Leo inclinó la cabeza y alzó la copa.

–Ha sido un placer. Ser familiar de la propietaria tiene sus ventajas. Encantado de poder ayudar. Y, por cierto, Helen está tan encantadora como de costumbre.

–Sí, eso es verdad –respondió Caspar dando una palmada a su amigo en el hombro–. ¿Por qué no te sirves algo de comida? Mientras lo haces, yo voy a ver qué tal está mi novia. La encantadora Helen tiene algo planeado para el final de la fiesta, aunque no sé qué es, y quiero estar preparado. Ahora mismo vuelvo.

Leo parpadeó varias veces, sacudió la cabeza, bebió un sorbo del cóctel, casi se ahogó y agarró un vaso de agua mineral de la bandeja de un camarero.

Fue entonces, cuando lanzó una mirada en dirección a la mesa con el bufé, cuando notó a una de las elegantes invitadas charlando y riendo con una camarera, al tiempo que movía las estrechas caderas al son de la música.

Por primera vez en días, Leo sonrió irónicamente. Tenía muchos recuerdos de los maleducados y arrogantes invitados a las muchas de las cenas que había servido cuando había trabajado como camarero y botones en uno de los hoteles de su tía.
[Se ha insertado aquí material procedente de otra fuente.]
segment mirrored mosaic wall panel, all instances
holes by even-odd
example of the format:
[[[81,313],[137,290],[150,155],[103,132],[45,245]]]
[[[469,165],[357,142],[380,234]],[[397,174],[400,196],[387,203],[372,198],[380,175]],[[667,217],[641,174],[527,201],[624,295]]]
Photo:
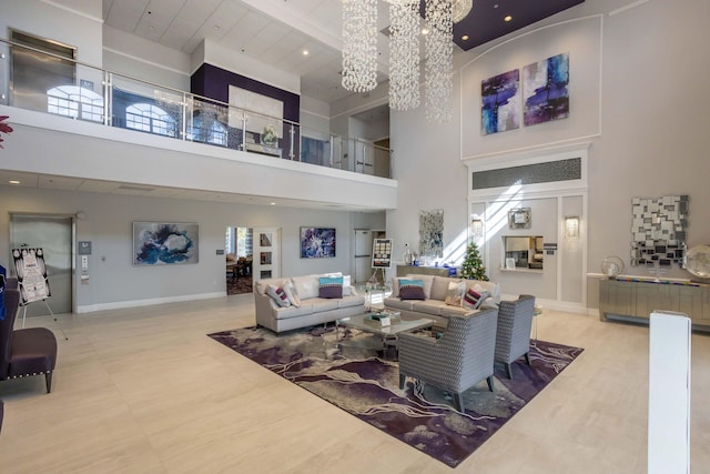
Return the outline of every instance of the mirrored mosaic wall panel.
[[[688,196],[665,195],[631,201],[631,265],[682,265],[688,228]]]
[[[419,212],[419,255],[444,256],[444,210]]]

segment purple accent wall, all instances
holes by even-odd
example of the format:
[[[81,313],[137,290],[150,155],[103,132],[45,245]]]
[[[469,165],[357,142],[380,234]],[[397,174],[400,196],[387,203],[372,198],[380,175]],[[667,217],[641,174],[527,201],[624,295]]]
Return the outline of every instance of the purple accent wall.
[[[301,119],[301,95],[293,92],[206,63],[190,78],[192,93],[225,103],[230,102],[230,85],[280,100],[284,103],[284,119],[293,122],[298,122]]]
[[[292,122],[301,120],[301,95],[273,85],[258,82],[254,79],[203,63],[190,78],[192,93],[230,103],[230,85],[260,93],[284,103],[284,119]],[[234,134],[237,137],[237,134]],[[278,147],[283,150],[282,158],[288,158],[291,150],[290,124],[284,123],[283,138],[278,140]],[[237,137],[241,142],[241,137]],[[301,160],[301,130],[296,128],[294,135],[294,160]],[[237,145],[237,143],[235,143]],[[234,148],[230,145],[231,148]]]

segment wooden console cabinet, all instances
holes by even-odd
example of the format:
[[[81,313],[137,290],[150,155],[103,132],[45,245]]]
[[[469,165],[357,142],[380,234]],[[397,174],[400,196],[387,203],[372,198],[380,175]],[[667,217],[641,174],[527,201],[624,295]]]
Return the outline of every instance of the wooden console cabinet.
[[[656,310],[686,313],[693,325],[710,331],[710,285],[623,279],[599,282],[601,321],[613,314],[648,320]]]
[[[447,266],[397,265],[397,276],[410,274],[448,276]]]

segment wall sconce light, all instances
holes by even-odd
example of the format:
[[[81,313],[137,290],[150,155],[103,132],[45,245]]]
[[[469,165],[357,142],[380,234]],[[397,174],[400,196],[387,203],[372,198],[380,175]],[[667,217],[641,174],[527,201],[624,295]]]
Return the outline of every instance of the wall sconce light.
[[[571,215],[565,218],[565,238],[577,239],[579,236],[579,218]]]
[[[484,221],[476,214],[470,218],[470,234],[475,239],[484,236]]]

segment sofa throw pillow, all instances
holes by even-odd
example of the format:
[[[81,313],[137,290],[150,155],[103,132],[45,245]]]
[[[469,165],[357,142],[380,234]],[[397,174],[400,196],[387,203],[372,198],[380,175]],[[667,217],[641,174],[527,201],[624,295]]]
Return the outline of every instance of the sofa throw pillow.
[[[343,276],[321,276],[318,283],[318,297],[343,297]]]
[[[286,296],[286,293],[284,293],[284,291],[275,284],[270,284],[268,286],[266,286],[266,294],[271,296],[271,299],[274,300],[278,306],[291,306],[291,301],[288,301],[288,296]]]
[[[281,289],[284,291],[286,297],[288,299],[288,302],[293,306],[301,307],[301,296],[298,296],[298,292],[296,291],[296,288],[292,282],[287,281]]]
[[[399,279],[399,300],[426,300],[422,280]]]
[[[477,310],[480,304],[488,297],[488,292],[480,285],[474,285],[468,289],[462,300],[462,306],[469,310]]]
[[[449,306],[460,306],[462,299],[464,297],[464,293],[466,292],[466,282],[449,282],[448,290],[446,291],[446,297],[444,299],[444,303]]]

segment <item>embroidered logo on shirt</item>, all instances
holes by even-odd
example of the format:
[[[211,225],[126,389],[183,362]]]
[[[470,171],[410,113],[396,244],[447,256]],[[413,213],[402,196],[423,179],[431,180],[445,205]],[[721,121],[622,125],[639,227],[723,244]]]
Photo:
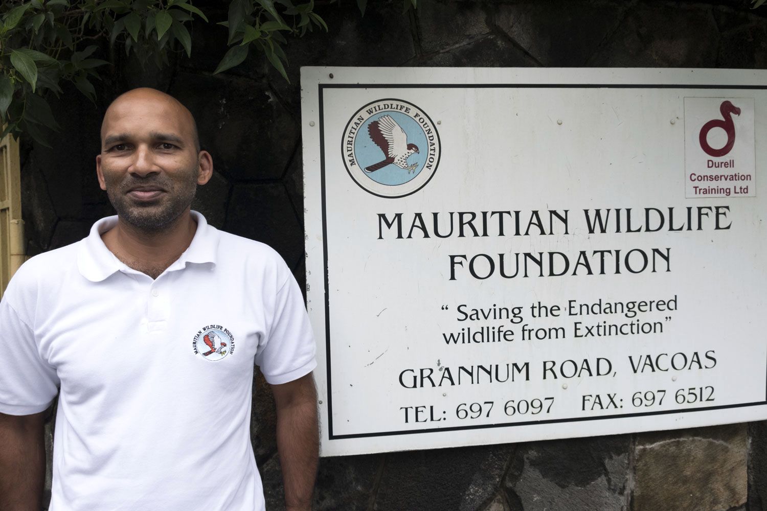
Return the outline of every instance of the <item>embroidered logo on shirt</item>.
[[[235,336],[221,325],[208,325],[195,335],[192,349],[195,355],[218,362],[235,352]]]

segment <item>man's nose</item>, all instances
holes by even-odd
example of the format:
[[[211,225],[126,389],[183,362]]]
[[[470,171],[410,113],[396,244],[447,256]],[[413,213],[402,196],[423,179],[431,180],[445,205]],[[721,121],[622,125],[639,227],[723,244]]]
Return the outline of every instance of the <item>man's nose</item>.
[[[132,174],[136,174],[140,177],[145,177],[153,172],[159,172],[157,165],[154,162],[152,151],[149,147],[141,145],[136,149],[135,157],[133,164],[129,169]]]

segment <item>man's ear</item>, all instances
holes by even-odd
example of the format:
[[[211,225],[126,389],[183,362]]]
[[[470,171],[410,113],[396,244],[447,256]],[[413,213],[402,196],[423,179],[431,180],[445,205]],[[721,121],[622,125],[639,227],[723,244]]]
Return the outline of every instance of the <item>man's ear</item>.
[[[213,175],[213,157],[207,151],[200,151],[197,156],[197,184],[204,185]]]
[[[98,185],[102,190],[106,190],[107,182],[104,180],[104,172],[101,171],[101,155],[96,155],[96,177],[98,178]]]

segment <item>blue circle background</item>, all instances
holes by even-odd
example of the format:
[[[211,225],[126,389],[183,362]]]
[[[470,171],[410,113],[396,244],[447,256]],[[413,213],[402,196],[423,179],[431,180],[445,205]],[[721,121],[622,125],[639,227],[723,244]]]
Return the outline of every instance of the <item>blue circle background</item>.
[[[411,181],[423,170],[423,165],[426,162],[426,152],[429,148],[429,141],[426,136],[421,129],[420,125],[413,117],[394,110],[385,110],[379,112],[366,120],[360,127],[357,138],[354,139],[354,156],[357,158],[357,164],[364,172],[364,168],[385,159],[387,155],[384,154],[378,146],[370,139],[370,133],[367,133],[367,126],[374,120],[377,120],[384,116],[391,116],[394,121],[402,126],[407,135],[407,142],[415,144],[418,146],[418,152],[413,153],[407,159],[407,164],[416,163],[415,172],[407,173],[404,169],[400,169],[393,163],[390,163],[385,167],[379,169],[374,172],[365,175],[380,185],[388,186],[397,186]]]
Una de las cosas que había aprendido durante aquella época era que un huésped que se tomaba la molestia de conversar y tratar a los empleados del servicio como seres humanos era algo realmente extraordinario.

Y la alta morena objeto de su interés era realmente encantadora. Llevaba un vestido negro de corte clásico y guantes hasta los codos. Y perlas. Y se la veía a gusto. Sí, a gusto consigo misma. No era hermosa ni delicada, poseía más bien un atractivo natural.

El hecho de que sus delgadas y largas piernas acabaran en unos delicados tobillos era un atractivo añadido. Aquélla no era una chica de pueblo, sino una muchacha de ciudad, elegante y distinguida, fuera de su ambiente, como él.

Quizá había encontrado en esa fiesta a la persona con quien podía comunicarse.